In fact, as $|\theta| \rightarrow \infty$ (which is the most extreme case of the phenomenon you are considering) the model reduces asymptotically to a trivial white noise process. This is completely unsurprising, in view of the fact that a large coefficient on the first-lagged error term dominates the unit coefficient on the concurrent error term, and shifts the model asymptotically towards the form $y_t \rightarrow \theta \epsilon_{t-1}$, which is just a scaled and shifted version of the underlying white noise process.
A note on your equation: In the equation in your question you write the current value of the observable time series as a geometrically increasing sum of past values, plus the left-over error terms. This is asserted to show that "the effect of past observations increases with the distance". However, the equation involves a large number of cancelling terms. To see this, let's expand out the past observable terms to show the cancelling of terms:
$$\begin{equation} \begin{aligned}
y_t
&= \epsilon_t - \sum_{i=1}^{t-1} \theta^i y_{t-i} - \theta^t \epsilon_0 \\[6pt]
&= \epsilon_t - \sum_{i=1}^{t-1} \theta^i (\epsilon_{t-i} - \theta \epsilon_{t-i-1}) - \theta^t \epsilon_0 \\[6pt]
&= \epsilon_t - ( \theta \epsilon_{t-1} - \theta^2 \epsilon_{t-2} )
\\[6pt]
&\quad \quad \quad \quad \quad \ \ \ - ( \theta^2 \epsilon_{t-2} - \theta^3 \epsilon_{t-3} ) \\[6pt]
&\quad \quad \quad \quad \quad \quad \quad \quad \quad \quad - ( \theta^3 \epsilon_{t-3} - \theta^4 \epsilon_{t-4} ) \\[6pt]
&\quad \quad \quad \quad \quad \quad \quad \quad \quad \quad \quad \quad \quad \ \ \ - \ \cdots \\[6pt]
&\quad \quad \quad \quad \quad \quad \quad \quad \quad \quad \quad \quad \quad \quad \quad \quad \ \ \ - ( \theta^{t-1} \epsilon_1 - \theta^t \epsilon_0 ). \\[6pt]

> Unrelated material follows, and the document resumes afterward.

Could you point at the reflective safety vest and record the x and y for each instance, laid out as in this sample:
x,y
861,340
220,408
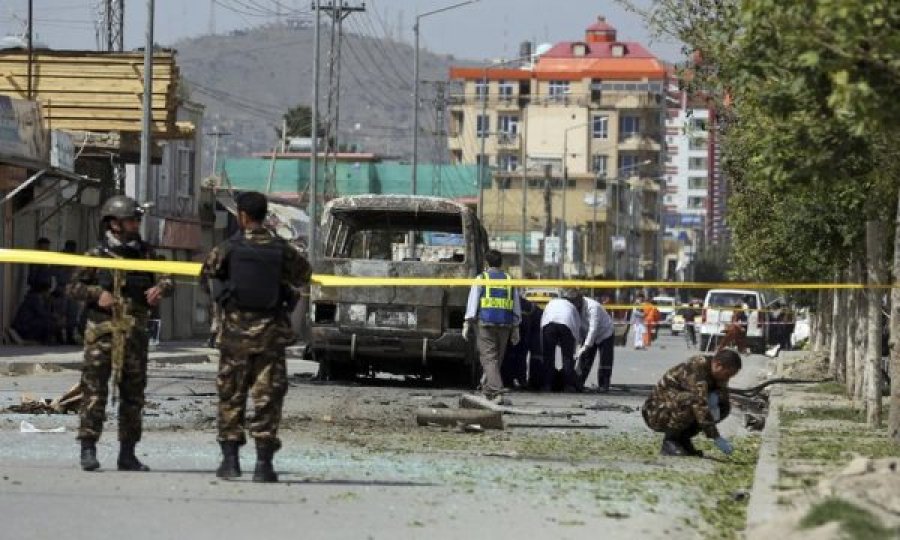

\end{aligned} \end{equation}$$
We can see from this expansion that the geometrically increasing sum of past values of the observable time series is there solely to get the previous error term:
$$\epsilon_{t-1} = \sum_{i=1}^{t-1} \theta^{i-1} y_{t-i} + \theta^{t-1} \epsilon_0.$$
All that is happening here is that you are trying to express the previous error term in an awkward way. The fact that a long cancelling sum of geometrically weighted values of the series is equal to the desired error term does not demonstrate that past observations are having "an effect" on the present time-series value. It merely means that if you want to express $\epsilon_{t-1}$ in terms of $\epsilon_0$ then the only way you can do it is to add in the geometrically weighted sum of the observable series.